El PSOE de Villaviciosa de Odón solicita la depuración de responsabilidades en el PP de la localidad por la gestión del hospital oncológico (CITO), a la que califica como «nefasta» que «ha provocado una nueva situación en la que los perjudicados son los vecinos de Villaviciosa de Odón», han señalado a través de un comunicado.

El Centro de Investigación para el Tratamiento Oncológico, CITO, comenzó su andadura en el año 1998. Según los socialistas, el Ayuntamiento de Villaviciosa vendió a CITO un terreno de 50.000 metros cuadrados para la construcción del hospital, a la que le seguiría más tarde la venta de otros 73.885 metros cuadrados para la edificación del complejo hotelero adyacente, a un precio «muy por debajo de su valor real». El objetivo que se “vendió” en aquel momento fue facilitar la realización de un proyecto de interés social que, a cambio, reservaba el 80 por ciento de los empleos no cualificados a los vecinos del municipio. Toda la Corporación estuvo de acuerdo pero «con premisas que luego fueron incumplidas», manifiestan.

Ayuntamiento y la empresa VEMUSA firmaron, además, un convenio por el cual si finalmente no se llegaba a construir el hospital, el municipio recuperaría los terrenos. «Una cláusula de reversión que nunca se aplicó, casualmente». El PSOE cree que el actual Equipo de Gobierno de Villaviciosa se ha encontrado con los terrenos del CITO vendidos a cierta mercantil y con la imposibilidad de hacer efectiva la citada cláusula de reversión, ya que ésta no fue inscrita en la parte resolutiva de la escritura y se preguntan si fue una «casualidad».

Los socialistas continúan con la cronología del CITO y señalan que el 8 de enero de 1998 y a propuesta de la alcaldesa Pilar Martínez, y por «supuestas razones de urgencia», acordó delegar en la Comisión de Gobierno las facultades necesarias para la adquisición y posterior enajenación de los terrenos para la construcción. Con fecha 26 de mayo de 1998 el ex ministro Romay Beccaría colocó la primera piedra y dos años después se concedió la licencia de obra solicitada por la entidad promotora con los únicos votos en contra del PSOE, recuerdan.

«Era un proyecto faraónico» que pretendía «ser la élite de los mejores del mundo en tratamiento del cáncer», como afirmaron sus impulsores. El complejo incluía hoteles y un centro de ocio y debería haberse inaugurado no más tarde de febrero de 2002,  lo que impidieron los retrasos y la paralización de las obras a finales de ese año por problemas de financiación de la empresa gestora.
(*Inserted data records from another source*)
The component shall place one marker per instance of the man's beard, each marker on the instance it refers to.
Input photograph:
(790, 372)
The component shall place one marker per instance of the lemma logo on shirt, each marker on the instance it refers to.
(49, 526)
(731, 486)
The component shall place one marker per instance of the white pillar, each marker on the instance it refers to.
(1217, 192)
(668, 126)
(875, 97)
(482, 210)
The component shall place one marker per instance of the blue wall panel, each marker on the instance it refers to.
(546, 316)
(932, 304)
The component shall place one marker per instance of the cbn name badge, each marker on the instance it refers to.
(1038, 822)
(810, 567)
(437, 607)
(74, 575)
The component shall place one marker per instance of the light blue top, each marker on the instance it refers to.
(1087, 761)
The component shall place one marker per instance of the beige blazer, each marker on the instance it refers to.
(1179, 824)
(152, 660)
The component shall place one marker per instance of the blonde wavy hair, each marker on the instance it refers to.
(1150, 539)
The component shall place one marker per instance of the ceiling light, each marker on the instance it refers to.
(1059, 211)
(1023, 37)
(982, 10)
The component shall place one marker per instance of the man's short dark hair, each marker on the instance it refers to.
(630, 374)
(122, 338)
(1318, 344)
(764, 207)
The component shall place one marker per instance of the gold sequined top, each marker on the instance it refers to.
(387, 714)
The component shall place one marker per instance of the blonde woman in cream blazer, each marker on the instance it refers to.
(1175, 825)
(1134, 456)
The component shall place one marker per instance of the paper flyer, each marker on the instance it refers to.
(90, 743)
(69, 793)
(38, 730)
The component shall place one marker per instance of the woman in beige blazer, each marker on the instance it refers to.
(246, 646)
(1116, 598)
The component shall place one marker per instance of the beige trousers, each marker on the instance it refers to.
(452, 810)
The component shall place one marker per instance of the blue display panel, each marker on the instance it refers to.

La agrupación socialista recuerda que en el mes de marzo de 2003 se aprobó el inicio de expediente para la caducidad de las obras pero en el Pleno celebrado el día 26 de noviembre de 2003 el Equipo de Gobierno del PP rechazó la propuesta de reversión con el argumento de que “había cambios en el seno del accionariado del CITO, y debía darse un voto de confianza a los nuevos socios.”

Los socialistas se preguntan «qué confianza» y «por qué no se resolvió el expediente de obra aprobando la caducidad de las mismas».

«¿Un proyecto muy rentable?»

Además, recuerdan que el proyecto iba a estar financiado exclusivamente por iniciativa privada y supuso una inversión global de más de 60 millones de euros: casi 48 millones destinados a la construcción del hospital y los 12 millones de euros restantes para la edificación del complejo hotelero, que tendría más de 250 habitaciones. Otras repercusiones para la localidad iban a ser que el 80% de los puestos de trabajo se reservasen para empadronados, una donación de unos cuatro mil euros anuales, actualizables según el Índice de Precios al Consumo, y seis mil euros para la adquisición de libros para biblioteca municipal, señalan.

En base a informaciones aparecidas en los medios de comunicación, el PSOE afirma que «obtuvo un crédito por valor de 27 millones de euros a través del Banco Pastor Hipotecario y las inversiones de socios como las multinacionales Siemens y Dresdner Bank, la participación económica de médicos a título personal, y otras empresas menores. En total, sin contar el crédito del Banco Popular, CITO comenzó el proyecto con un capital de 3,6 millones de euros, que amplió hasta 17,4 millones para financiar la obra», argumentan.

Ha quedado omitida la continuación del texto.